Member the Alternative for Germany (AfD) far-right party Andre Poggenburg speaks during the congress of the party in Hanover, northern Germany, on December 2, 2017. (Photo by AFP)

The three-million-strong Turkish community living in Germany is to evoke hate speech laws to sue a far-right lawmaker who earlier used abusive language to describe the Turkish Germans.

An organization representing the Turks called the Turkish Community in Germany announced on Thursday that it would be taking legal action against Andre Poggenburg, a senior member of the far-right Alternative for Germany (AfD) party.

Poggenburg had on Wednesday called the Turks in Germany “camel drivers” who should return to their “mud huts and multiple wives.”

Gokay Sofuoglu, the chairman of the Turkish Community in Germany, said the organization would sue Poggenburg over the remarks.

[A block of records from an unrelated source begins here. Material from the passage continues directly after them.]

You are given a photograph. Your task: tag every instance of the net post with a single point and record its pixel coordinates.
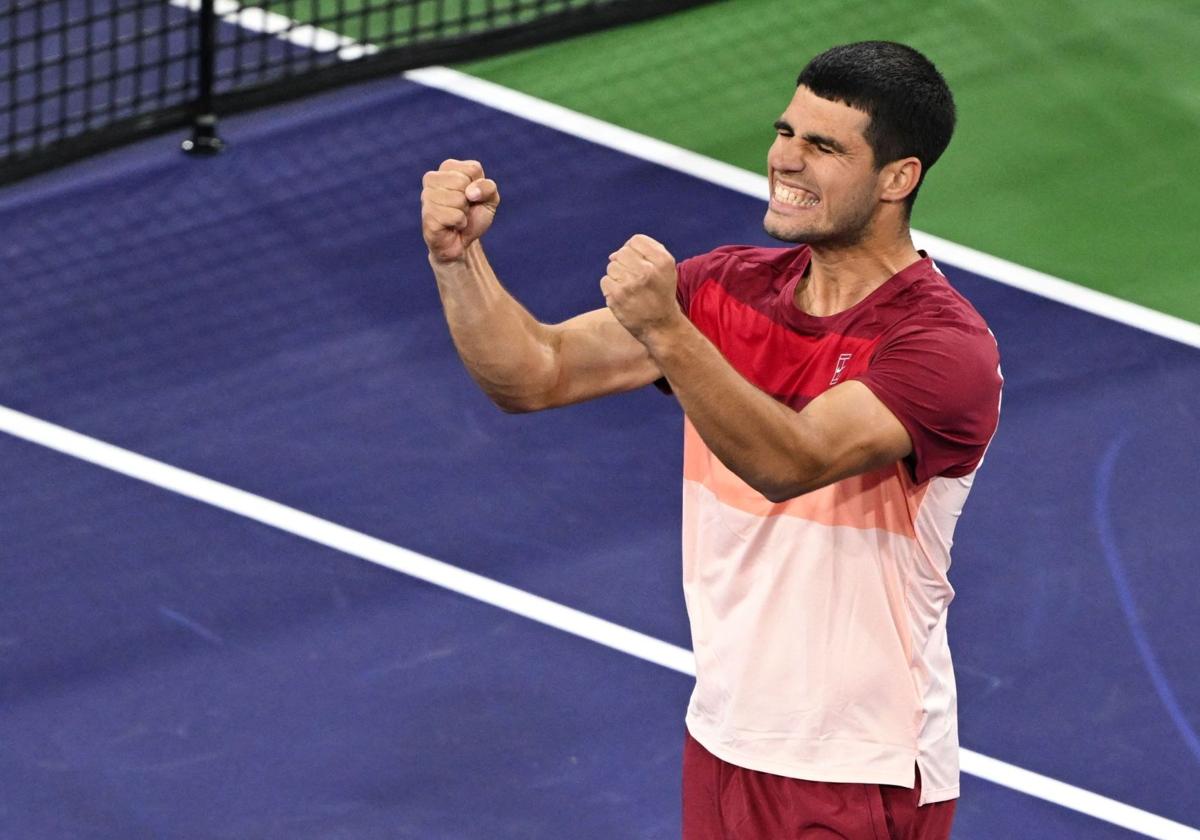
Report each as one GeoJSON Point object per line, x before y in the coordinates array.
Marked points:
{"type": "Point", "coordinates": [204, 139]}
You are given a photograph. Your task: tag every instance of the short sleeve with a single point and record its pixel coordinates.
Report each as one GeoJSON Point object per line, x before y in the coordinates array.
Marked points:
{"type": "Point", "coordinates": [942, 382]}
{"type": "Point", "coordinates": [690, 273]}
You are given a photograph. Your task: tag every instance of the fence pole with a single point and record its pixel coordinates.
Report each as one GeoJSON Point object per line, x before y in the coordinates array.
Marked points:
{"type": "Point", "coordinates": [204, 139]}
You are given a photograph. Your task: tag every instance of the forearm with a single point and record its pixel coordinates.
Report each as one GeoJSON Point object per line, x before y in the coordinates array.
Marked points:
{"type": "Point", "coordinates": [507, 351]}
{"type": "Point", "coordinates": [760, 439]}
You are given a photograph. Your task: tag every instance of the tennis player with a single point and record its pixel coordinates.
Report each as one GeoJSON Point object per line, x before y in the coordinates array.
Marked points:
{"type": "Point", "coordinates": [839, 396]}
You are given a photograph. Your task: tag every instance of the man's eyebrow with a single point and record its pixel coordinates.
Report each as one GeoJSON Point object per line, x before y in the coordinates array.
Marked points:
{"type": "Point", "coordinates": [811, 137]}
{"type": "Point", "coordinates": [822, 141]}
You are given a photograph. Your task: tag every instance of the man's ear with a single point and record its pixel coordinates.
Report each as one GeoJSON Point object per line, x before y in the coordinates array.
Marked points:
{"type": "Point", "coordinates": [899, 178]}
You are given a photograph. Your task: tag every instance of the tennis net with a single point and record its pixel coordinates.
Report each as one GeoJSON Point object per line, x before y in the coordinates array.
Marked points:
{"type": "Point", "coordinates": [83, 76]}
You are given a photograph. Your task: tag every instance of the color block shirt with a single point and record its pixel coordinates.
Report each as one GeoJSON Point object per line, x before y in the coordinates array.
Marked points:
{"type": "Point", "coordinates": [819, 623]}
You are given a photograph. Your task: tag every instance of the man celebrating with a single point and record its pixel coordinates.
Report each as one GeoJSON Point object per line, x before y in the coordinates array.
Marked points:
{"type": "Point", "coordinates": [839, 396]}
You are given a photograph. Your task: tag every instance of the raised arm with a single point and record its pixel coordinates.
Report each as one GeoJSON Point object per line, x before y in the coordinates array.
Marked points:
{"type": "Point", "coordinates": [520, 363]}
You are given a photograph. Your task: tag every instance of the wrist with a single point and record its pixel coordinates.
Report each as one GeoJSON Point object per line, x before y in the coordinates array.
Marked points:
{"type": "Point", "coordinates": [669, 336]}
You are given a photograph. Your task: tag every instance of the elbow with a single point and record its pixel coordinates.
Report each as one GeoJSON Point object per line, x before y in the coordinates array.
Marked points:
{"type": "Point", "coordinates": [519, 402]}
{"type": "Point", "coordinates": [514, 405]}
{"type": "Point", "coordinates": [780, 493]}
{"type": "Point", "coordinates": [785, 486]}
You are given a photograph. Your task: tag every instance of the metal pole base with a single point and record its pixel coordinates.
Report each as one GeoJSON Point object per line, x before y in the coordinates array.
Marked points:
{"type": "Point", "coordinates": [204, 139]}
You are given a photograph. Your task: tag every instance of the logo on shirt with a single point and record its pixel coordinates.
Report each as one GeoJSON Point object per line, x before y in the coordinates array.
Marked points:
{"type": "Point", "coordinates": [843, 360]}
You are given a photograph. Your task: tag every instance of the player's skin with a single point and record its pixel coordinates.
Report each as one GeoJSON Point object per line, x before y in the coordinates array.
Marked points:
{"type": "Point", "coordinates": [825, 191]}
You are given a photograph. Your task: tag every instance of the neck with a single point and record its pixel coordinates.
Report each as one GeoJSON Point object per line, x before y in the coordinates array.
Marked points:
{"type": "Point", "coordinates": [839, 276]}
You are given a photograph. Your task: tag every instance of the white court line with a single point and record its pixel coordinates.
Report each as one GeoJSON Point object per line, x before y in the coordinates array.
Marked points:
{"type": "Point", "coordinates": [550, 612]}
{"type": "Point", "coordinates": [755, 185]}
{"type": "Point", "coordinates": [699, 166]}
{"type": "Point", "coordinates": [519, 601]}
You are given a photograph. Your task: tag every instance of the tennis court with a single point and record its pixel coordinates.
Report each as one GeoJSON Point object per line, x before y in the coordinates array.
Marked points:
{"type": "Point", "coordinates": [229, 651]}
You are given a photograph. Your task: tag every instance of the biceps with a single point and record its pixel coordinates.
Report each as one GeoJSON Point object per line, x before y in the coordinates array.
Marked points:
{"type": "Point", "coordinates": [853, 432]}
{"type": "Point", "coordinates": [597, 357]}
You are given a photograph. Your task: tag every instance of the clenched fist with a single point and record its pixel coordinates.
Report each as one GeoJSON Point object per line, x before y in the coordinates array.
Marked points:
{"type": "Point", "coordinates": [640, 286]}
{"type": "Point", "coordinates": [457, 208]}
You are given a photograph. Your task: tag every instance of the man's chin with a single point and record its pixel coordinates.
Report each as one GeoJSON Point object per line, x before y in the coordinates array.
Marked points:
{"type": "Point", "coordinates": [785, 233]}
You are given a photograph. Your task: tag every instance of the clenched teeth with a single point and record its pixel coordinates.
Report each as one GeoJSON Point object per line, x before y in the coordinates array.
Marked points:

“It’s high time Germans realize the danger coming from the far-right,” Sofuoglu told AP.

Poggenburg attacked the Turkish group for its earlier criticism of reported German plans for a new “homeland” ministry as part of a coalition deal between Chancellor Angela Merkel’s conservatives and the Social Democrats (SPD).

“These camel drivers should go back to where they belong, far beyond the Bosphorus, to their mud huts and multiple wives,” Poggenburg said. He said Germany did not need advice on culture and history from Turks, who he said bore responsibility “for their own genocide,” a reference to the mass killings of Armenians by Ottoman Turks in the World War I-era.

The far-right AfD, known for its extremist viewpoints on matters of policy, captured nearly 13 percent of the votes and almost 100 seats in parliament in general elections in Germany in September last year.

The latest controversy involving AfD came as Turkish Prime Minister Binali Yildirim was due to meet Merkel in Berlin on Thursday in an attempt to improve weakened relations.

Protesters wear masks of German Chancellor Angela Merkel (R) and Turkish President Recep Tayyip Erdogan as they protest in front of the Chancellery in Berlin, where the Turkish Prime Minister was expected for a visit, on February 15, 2018. (Photo by AFP)

German president against hate speech

German President Frank-Walter Steinmeier has said he condemns extremist politicians who make “ruthlessness and hatred...their strategy.”

“What I see are politicians who make a strategy out of excessive language, and their recklessness and hatred,” Steinmeier said in a speech on Thursday. “I only hope that citizens of this country do not allow themselves to be carried along.”

Last month, another lawmaker from Germany’s far-right AfD party faced a police investigation for social media posts deemed offensive to Muslims.